Chué de heresias livrescas

CRÔNICA
Edson Pereira Filho

Sou João. Transito pelas ruas do Centro, são ladrilhadas de paralelepípedos polidos por décadas. Sinto a nobreza nessas ruas estreitas, e ao mesmo tempo tão perigosas.
Vejo a moça de vestido curto se retirando da luz do dia. Gente apressada seguindo para a morte sem saber.
Caminho naquele chão reluzente todo preto, oleaginoso. Passo pelo cartório, e lembro que meus filhos passaram a existir para este mundo.
Sigo em frente. Um cavalo garboso trespassa a rua num galope frenético, o chão parece crepitar debaixo de suas ferraduras.
De repente o animal estaca, o militar puxa o bridão, o bicho resfolega. Abre as patas no chão liso, equilibra-se, fico atônito com aquilo tudo.

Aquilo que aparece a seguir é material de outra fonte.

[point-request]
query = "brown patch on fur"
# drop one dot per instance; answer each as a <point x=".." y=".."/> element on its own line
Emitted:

Eram bancários, todos de bandeiras e palavras de ordem, protestando contra entrada de terceiros na limpeza, na segurança e, agora, nos caixas dos bancos.
Gente sem registro, sem pai e nem mãe, gente que precisa se vender por qualquer coisa para sobreviver. Sinto que a dignidade da vida é isso.
Espero dispersar, e continuo o meu caminho também para a morte certa, fazemos isso toda manhã, penso resignado.
Vejo vasos plásticos pretos numa loja de R$1,99. Os vasos, porém custam dez vezes isso. A vida tem desses desatinos, vivemos sendo enganados, e que bom, a vida seria um fardo se as coisas não tivessem a nossa impressão, tola.
Vejo livros capa duras numa carroça de reciclagem. O senhor apressa-se em colocá-los no latão retangular do que sobrou de uma geladeira, um caixão de defunto com os livros lá dentro.
Olho inconformado. Meu primeiro absurdo literário. Eu que junto dinheiro para comprar livros ainda escritos com “ph”, de palavras como pharmácia ou Phellipe. Lágrimas escorrem ao lado de meu nariz. Olho tudo, e entendo o que vai na cabeça deste povo, aliás, não entendo, concluo que são brutos.
O carroceiro diz que ganhará R$20,00 com tudo aquilo, mas de 100 livros. Só? Tiro os R$20,00, dou ao carroceiro. Em frente, uma pensão, pergunto para dona da moradia quem jogou os livros, agora molhados lá fora no chão. Ela responde que o velho leitor, um morador solitário da pensão, morrera.
Sem cerimônia, a dona do negócio tratou de jogar tudo fora, para acomodar logo outro morador. O local mais lembrava um pardieiro. A vida é imunda mesmo.
Com os livros na calçada, vou ao orelhão. Ligo para o patrão, digo que não vou para minha morte certa. Vou pra casa.
Digo para mim: vou ensaiar uma poesia cujo título será “Chué de Heresias Livrescas”, quando chegar em casa.
O taxista reclama do cheiro dos livros molhados e velhos. A velhice das pessoas sempre está em repetir hábitos que destroem suas próprias vidas, como negar o conhecimento, mesmo que ele esteja cheirando a mofo.
Chego em casa. Ponho os livros para secar no varal. Na mureta do jardim. Vejo a vida em tudo aquilo, cheirando papel, árvores que se transformaram em histórias, a evolução natural do ser, do vir a ser, porque somos, inexoravelmente. Vidas. Tudo ressoa e tudo é tão infindo dentro de mim, dou graças.